Democrats had recoiled against the House GOP's original plan, which they said would gut spending on key highway funding priorities. But they welcomed the short-term extension for not including these cuts.
The bill does contain language that would require approval of the Keystone oil pipeline, although this is language that could fall out during the House-Senate conference.
Democrats also indicated they could support some of the three amendments up for a vote later Wednesday, before the extension is approved.
One of these, from Rep. Charles BoustanyCharles BoustanyIll. rep named new chairman for House tax-policy subcommittee Clay Higgins wins La. House seat Louisiana dishes last serving of political gumbo MORE (R-La.), would ensure that the harbor maintenance tax is used only for the Army Corps of engineers for dredging purposes.

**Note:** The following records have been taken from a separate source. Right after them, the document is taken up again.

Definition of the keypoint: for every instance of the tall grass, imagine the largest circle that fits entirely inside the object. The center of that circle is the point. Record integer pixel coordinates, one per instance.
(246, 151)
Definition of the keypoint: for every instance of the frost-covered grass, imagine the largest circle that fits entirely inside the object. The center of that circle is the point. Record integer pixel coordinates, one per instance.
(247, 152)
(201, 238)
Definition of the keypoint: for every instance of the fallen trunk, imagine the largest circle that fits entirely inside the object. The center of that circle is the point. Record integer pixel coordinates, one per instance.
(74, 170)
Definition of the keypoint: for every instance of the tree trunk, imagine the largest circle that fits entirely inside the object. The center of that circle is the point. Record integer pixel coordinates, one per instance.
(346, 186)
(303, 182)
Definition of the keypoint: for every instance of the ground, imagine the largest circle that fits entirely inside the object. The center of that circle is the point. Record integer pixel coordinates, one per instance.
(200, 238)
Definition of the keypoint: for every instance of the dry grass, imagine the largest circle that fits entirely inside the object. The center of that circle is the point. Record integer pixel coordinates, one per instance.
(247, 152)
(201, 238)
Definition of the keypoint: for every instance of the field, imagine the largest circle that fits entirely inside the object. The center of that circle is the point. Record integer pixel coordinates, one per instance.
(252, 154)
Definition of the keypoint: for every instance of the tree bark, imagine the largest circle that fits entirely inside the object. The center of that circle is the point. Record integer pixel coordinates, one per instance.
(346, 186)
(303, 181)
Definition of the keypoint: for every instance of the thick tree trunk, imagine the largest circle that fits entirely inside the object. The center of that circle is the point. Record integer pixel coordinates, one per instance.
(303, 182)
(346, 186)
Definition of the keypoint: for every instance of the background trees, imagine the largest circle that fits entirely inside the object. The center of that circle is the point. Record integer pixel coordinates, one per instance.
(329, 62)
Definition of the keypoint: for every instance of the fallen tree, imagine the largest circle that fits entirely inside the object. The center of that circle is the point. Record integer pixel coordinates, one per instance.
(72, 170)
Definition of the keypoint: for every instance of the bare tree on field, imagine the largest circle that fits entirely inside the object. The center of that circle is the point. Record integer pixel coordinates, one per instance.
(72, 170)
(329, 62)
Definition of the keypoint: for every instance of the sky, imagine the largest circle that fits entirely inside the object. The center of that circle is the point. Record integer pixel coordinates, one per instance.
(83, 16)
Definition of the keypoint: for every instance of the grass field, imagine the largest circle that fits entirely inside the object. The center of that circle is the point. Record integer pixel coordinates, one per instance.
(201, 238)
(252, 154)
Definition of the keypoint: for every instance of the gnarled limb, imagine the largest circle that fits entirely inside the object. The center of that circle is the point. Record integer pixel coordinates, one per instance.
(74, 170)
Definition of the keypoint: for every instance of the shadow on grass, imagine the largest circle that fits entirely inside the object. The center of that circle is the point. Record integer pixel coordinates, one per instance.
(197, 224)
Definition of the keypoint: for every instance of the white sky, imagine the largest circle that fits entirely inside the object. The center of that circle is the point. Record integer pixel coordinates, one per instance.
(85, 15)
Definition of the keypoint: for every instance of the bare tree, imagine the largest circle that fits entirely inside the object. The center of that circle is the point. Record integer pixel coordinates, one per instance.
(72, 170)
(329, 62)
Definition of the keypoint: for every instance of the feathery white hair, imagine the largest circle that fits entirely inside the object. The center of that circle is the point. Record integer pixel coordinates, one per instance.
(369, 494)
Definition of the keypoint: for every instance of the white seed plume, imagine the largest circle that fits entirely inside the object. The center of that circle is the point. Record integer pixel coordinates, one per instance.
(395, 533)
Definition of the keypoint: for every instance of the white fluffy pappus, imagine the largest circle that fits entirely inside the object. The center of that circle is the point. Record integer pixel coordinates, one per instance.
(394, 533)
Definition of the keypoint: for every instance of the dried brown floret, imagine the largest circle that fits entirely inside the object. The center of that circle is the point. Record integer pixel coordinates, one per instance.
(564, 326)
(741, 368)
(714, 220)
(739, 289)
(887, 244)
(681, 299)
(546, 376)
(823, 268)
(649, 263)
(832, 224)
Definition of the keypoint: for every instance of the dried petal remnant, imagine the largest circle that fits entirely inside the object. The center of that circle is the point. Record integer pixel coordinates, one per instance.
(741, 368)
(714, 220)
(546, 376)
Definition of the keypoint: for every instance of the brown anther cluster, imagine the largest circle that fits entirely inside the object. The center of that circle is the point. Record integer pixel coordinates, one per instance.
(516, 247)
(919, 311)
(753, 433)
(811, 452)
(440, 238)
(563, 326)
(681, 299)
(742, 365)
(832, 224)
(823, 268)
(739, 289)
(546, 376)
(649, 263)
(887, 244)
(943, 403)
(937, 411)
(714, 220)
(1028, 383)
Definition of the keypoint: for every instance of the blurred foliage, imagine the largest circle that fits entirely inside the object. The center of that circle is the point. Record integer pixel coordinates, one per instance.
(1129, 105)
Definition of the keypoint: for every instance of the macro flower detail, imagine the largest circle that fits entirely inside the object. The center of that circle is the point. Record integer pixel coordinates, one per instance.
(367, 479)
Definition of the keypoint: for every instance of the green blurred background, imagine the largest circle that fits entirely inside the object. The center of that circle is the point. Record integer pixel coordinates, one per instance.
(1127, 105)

Rahall said he could also support an amendment from Rep. David McKinleyDavid McKinleyW.Va. attorney general may challenge Manchin Overnight Tech: Trump meets Alibaba founder | Uber to make some data public | GOP Lawmakers tapped for key tech panels 10 Senate seats that could flip in 2018 MORE (R-W.Va.) that would ease Environmental Protection Agency regulations on coal-fired power plants.
The third, from Rep. Reid RibbleReid RibbleWith Trump, conservatives hope for ally in 'War on Christmas' GOP rushes to embrace Trump House stays Republican as GOP limits losses MORE (R-Wis.), is meant to speed up environmental approval of highway projects.